First draft is complete and the storyboard is pinned to the wall – so the journey has taken another step towards physicality.
One step at a time…
This may be a three minute piece, but it still requires development. A first draft is not a script. Nor a film. Not even close.
Redrafts are beautiful things
The next step is redrafting and developing the communication of each shot from the storyboard. What am I saying & why? Is there a better my way? (There’s always better ways) but what about MY WAY? Am I choosing the accepted rather than what I really see?
My mum was an artist and I remember her saying, “you just mark what you see because everyone sees it their way” as I sat still for her draw me. You don’t ever draw the models foot, you draw how you see the model’s foot. For me, as an autistic, I’m often told how I see the foot is wrong. So I will be examining my shots. My next stage will be making sure I’m NOT showing you the foot you believe is right rather than the one I see. I’m doing it differently with RATGIRL – I’m being slow, careful, and deliberate with my sight.
I’ve spent a long time making work for non-autistic audiences and still do, I enjoy it. It makes me happy. Plus funders, stagers, commissioners, publishers all chase audience – otherwise no money would be made, no power over collective cultural narratives would be gained, or generalised high status and its offspring legacy achieved. All of which are quite appealing to a wide variety of people for loads of reasons (good and bad).
(TANGENT ALERT!!! I’m told consumers of the “creative arts” are apparently a certain type too. This hit home fully when I was on the Royal Exchange’s Disabled Directors Scheme and we had a workshop with the marketing team – it was eye opening and I possibly cried – I cry quite a bit when I’m overwhelmed).
There’s nothing wrong with this (crying or chasing audience: it’s an industry and being working class I know industry is all about profit and disposability) I just feel ready for more. I’m finally ready for a project which doesn’t require leaving my autistic voice at the door. I want to say something to myself about myself AND say it autistically (whatever that means) but it seems to be the autistic bits that motivate my work and make sense to me are the bits non-autistic (well-meaning) people think is ridiculous: “we can’t have that blurred?” “The transition is insane” or “we might lose them if we do that” or “she can’t be green”
Why is she green?
I’m not actually writing a green person in RATGIRL, but you get what I mean. How I see the world and interpret it is different. I do meet green people in real life, it has significance to me. You also learn not to say “oh I like how mr Smith is green” because the world will kick you to death with “no he isn’t”. Listen, dilution is fine when the audience is neurotypical (ie: non-autistic) but if I’m to create for myself, to give voice and reflection to how I experience my life, then some people are green. Some are blurred. Some have sounds that I can’t be around. Some people sounds I love being around. Some people are hollow.

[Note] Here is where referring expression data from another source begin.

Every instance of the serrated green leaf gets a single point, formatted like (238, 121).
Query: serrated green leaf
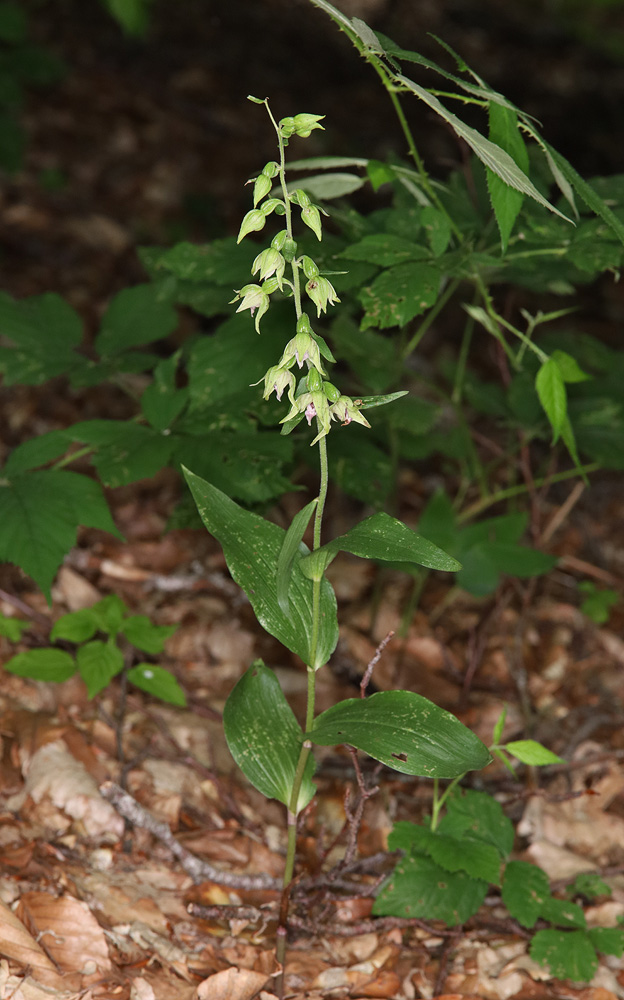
(568, 954)
(419, 887)
(288, 551)
(77, 626)
(608, 940)
(550, 388)
(525, 889)
(405, 731)
(399, 294)
(98, 662)
(479, 860)
(42, 665)
(506, 201)
(142, 633)
(562, 912)
(531, 752)
(251, 547)
(491, 155)
(477, 815)
(134, 317)
(264, 737)
(158, 682)
(40, 513)
(386, 539)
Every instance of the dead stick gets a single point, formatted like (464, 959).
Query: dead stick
(199, 870)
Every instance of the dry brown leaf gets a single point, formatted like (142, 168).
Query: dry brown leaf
(55, 775)
(17, 943)
(68, 930)
(232, 984)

As an autistic girl growing up I was just chronically overwhelmed and thus quiet. I’d construct games I could control, so I didn’t have to properly interact with anyone. You learn to copy and repeat because autistic you is wrong and weird. As an adult this took its toll, no one can be a chameleon as well as a chameleon.
Many people experience trying to assimilate into the dominant cultures difficult. For me, as a child, I developed reactive mutism. I found speaking to adults and children (other my my twin and sister) excruciating. Even if I wanted to speak, no words arrived. It was hard to spot too, I was a good quiet girl. Reactive mutism still happens now as an adult, when I get overwhelmed, my voice is the first thing to go.
Voice is important to me
So you can see, voice is important to me. It used to be assimilating and storytelling, but since my mum passed (before Christmas), I step into 2020 thinking I need cake now, not later. You can never earn your cake by begging at someone else’s table either. You get crumbs, and crumbs of cake you can’t digest. Besides, assimilation and trying to go unnoticed doesn’t work. Why? Because I can’t help being autistic. And the effort of fitting in (or rather, negotiating bits of myself off) leads to poor mental health and deep anger, resentment, and loathing. This can’t be healthily expressed, so it becomes internalised. I don’t want that for myself, or anyone. I have a good life with good people who love me. Why would I invite ruin into paradise?

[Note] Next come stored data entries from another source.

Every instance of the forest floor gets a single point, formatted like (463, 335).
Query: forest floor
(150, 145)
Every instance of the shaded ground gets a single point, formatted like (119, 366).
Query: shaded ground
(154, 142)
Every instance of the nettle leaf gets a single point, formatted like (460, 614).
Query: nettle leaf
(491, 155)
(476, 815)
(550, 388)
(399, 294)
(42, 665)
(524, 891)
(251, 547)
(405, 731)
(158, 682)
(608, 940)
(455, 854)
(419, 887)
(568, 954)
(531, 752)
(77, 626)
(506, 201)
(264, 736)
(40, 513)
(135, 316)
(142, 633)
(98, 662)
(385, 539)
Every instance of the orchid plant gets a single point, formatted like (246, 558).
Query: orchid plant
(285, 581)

I know what people will say, “just be yourself” but they don’t live in the shadow of autistic experience where being different leads to exclusion, unemployment, poverty and more. We have a society that will let you be a bit different BUT NOT THAT DIFFERENT STOP!!! STOP STOP !!! So RATGIRL is my response, she is my voice learning to speak, truthfully.

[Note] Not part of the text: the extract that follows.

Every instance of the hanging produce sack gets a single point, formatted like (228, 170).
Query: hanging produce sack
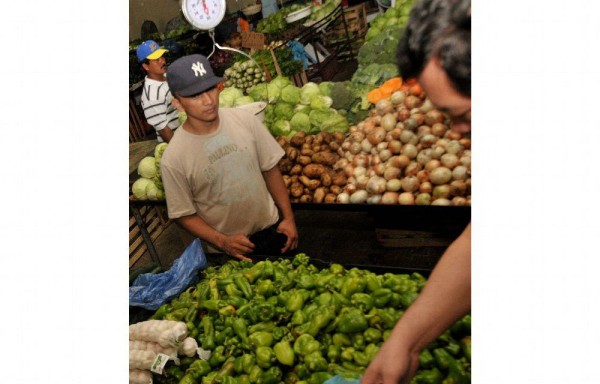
(150, 291)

I think I have a right to speak truthfully
What is art for?
It all comes back to the same old question: If filmmaking or writing or any medium is art – then who is art for? What is it for? And the answer very much depends on which side of the camera you’re standing on, doesn’t it?
The next step…
RATGIRL, her small fragile first draft is saved and tucked away to sleep in the comfy hard drive. As I delve into playtime, dancing with shadows and shots.